Informative Sensor Planning for a Single-Axis Gimbaled Camera on a Fixed-Wing UAV
Aditya Parandekar, Brady Moon, Nayana Suvarna, Sebastian Scherer
TL;DR
The paper addresses efficient information gathering with a forward-looking EO sensor on a single-axis gimbal mounted to a fixed-wing UAV. It proposes an informative non-myopic sensor planning framework that computes dynamic yaw bounds $(\psi_1, \psi_2)$ over a planning horizon $h$ by constructing a planning-horizon polygon from the current and projected UAV positions and selecting boundary high-information cells to drive the yaw limits; this sensor planner is cascaded with a global IPP planner (TIGRIS) by widening the effective FOV to reflect gimbal motion. The main contributions are a boundary-high-information cell–driven sensor planning algorithm, integration with a global IPP planner in a cascaded architecture, and end-to-end validation on a fixed-wing VTOL with an EO sensor in simulations and Isaac Sim showing substantial entropy reduction compared with baselines. The framework improves data acquisition efficiency and mission success by prioritizing high-information regions while keeping computation tractable for real-time operation, enabling more robust search missions in large environments.
Abstract
Uncrewed Aerial Vehicles (UAVs) are a leading choice of platforms for a variety of information-gathering applications. Sensor planning can enhance the efficiency and success of these types of missions when coupled with a higher-level informative path-planning algorithm. This paper aims to address these data acquisition challenges by developing an informative non-myopic sensor planning framework for a single-axis gimbal coupled with an informative path planner to maximize information gain over a prior information map.

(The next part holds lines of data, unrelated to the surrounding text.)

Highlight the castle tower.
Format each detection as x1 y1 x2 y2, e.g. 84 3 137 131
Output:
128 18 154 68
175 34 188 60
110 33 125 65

This is done by finding reduced sensor sweep bounds over a planning horizon such that regions of higher confidence are prioritized. This novel sensor planning framework is evaluated against a predefined sensor sweep and no sensor planning baselines as well as validated in two simulation environments. In our results, we observe an improvement in the performance by 21.88% and 13.34% for the no sensor planning and predefined sensor sweep baselines respectively.